There is no doubt about the Holy Father’s good will and service. As to assorted bishops and bishops’ conferences…? The jury is still out.

B flat said...

"Helping people to love and desire the Truth, because it is simply better."
Your post is perceptive, Father, and gives encouragement to hope. I do not wish to discourage, but one aspect is not much spoken of.

There are religious Orders with ancient traditions. From the example of their lives, and of their pastoral work, many drew strength and inspiration in the past. After 1970 they departed from their traditions, to become relevant, and few cared to join them in their new unstable life. Many monasteries and religious houses closed, those which remain are usually ageing and struggling to survive.
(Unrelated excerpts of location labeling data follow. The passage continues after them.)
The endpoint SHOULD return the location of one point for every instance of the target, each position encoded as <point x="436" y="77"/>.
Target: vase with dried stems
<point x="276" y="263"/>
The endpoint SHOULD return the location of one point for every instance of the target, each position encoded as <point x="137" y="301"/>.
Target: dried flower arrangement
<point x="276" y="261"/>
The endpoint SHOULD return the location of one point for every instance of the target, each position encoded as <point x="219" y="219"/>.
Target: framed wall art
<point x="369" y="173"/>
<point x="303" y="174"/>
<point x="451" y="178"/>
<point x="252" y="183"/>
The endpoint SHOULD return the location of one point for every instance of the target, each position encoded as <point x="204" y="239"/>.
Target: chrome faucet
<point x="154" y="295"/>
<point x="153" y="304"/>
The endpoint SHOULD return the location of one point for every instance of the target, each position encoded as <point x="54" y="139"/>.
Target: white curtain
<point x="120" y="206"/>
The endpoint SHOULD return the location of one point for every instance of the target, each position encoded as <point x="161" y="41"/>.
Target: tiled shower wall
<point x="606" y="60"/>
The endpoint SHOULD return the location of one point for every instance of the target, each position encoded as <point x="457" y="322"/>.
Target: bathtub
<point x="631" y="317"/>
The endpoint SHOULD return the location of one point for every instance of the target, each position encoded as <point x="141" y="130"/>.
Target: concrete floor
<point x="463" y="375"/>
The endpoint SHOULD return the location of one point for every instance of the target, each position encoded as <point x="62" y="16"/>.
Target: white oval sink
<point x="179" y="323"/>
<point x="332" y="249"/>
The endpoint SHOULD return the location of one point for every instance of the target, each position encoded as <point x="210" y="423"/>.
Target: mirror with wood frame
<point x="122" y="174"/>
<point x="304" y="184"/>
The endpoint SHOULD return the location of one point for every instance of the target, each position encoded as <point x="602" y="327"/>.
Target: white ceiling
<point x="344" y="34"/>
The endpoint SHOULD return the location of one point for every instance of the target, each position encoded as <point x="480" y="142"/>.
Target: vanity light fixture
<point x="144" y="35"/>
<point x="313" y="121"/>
When the monks, friars, and canons regular, return to the life of discipline and worship of their predecessors, then the Church will regain her strength, and the young will come in numbers to serve God again. Of this I am certain.

Stephen Davis said...

hear, hear!

MC Man said...

Guitars are not the problem,there is room for all types of music depending on the occasion eg Childrens Mass,Solemn Mass with incense etc.I think the problem is some of the well intentioned but domineering people who sometimes run the church choir who will not listen either to the Priest or other parishioners, who choose music that would be more suitable for a Methodist chapel And dont dare ask for occasional Latin or traditional hymns thats a definate NO.

Genty said...

Wise words.

Richard Duncan said...

Nothing sets wrong right so soon as geniality. There are a thousand things to be reformed, and no reformation succeeds unless it be genial. No one was ever corrected by a sarcasm; crushed perhaps, if the sarcasm was clever enough, but drawn nearer to God, never. Men want to advocate changes, it may be in politics, or in science, or in philosophy, or in literature, or perhaps in the working of the Church. They give lectures, they write books, they start reviews, they found schools to propagate their views, they coalesce in associations, they collect money, they move reforms in public meetings, and all to further their peculiar ideas. They are unsuccessful. From being unsuccessful themselves they become unsympathetic with others. From this comes narrowness of mind. Their very talents are deteriorated. The next step is to be snappish, then bitter, then eccentric, then rude. After that, they abuse people for not taking their advice; and, last of all, their impotence, like that of all angry prophets, ends in the shrillness of a scream. Why they scream is not so obvious. Perhaps for their own relief. It is the frenzy of the disregarded sibyl. All this comes of their not being genial. Without geniality no solid reform was ever made yet. But if there are a thousand things to reform in the world, there are tens of thousands of people to convert. Satire will not convert men. Hell threatened very kindly is more persuasive than a biting truth about a man's false position. The fact is, geniality is the best controversy. The genial man is the only successful man. Nothing can be done for God without geniality. More plans fail for the want of that than for the want of anything else. A genial man is both an apostle and an evangelist; an apostle, because he brings men to Christ; an evangelist, because he portrays Christ to men.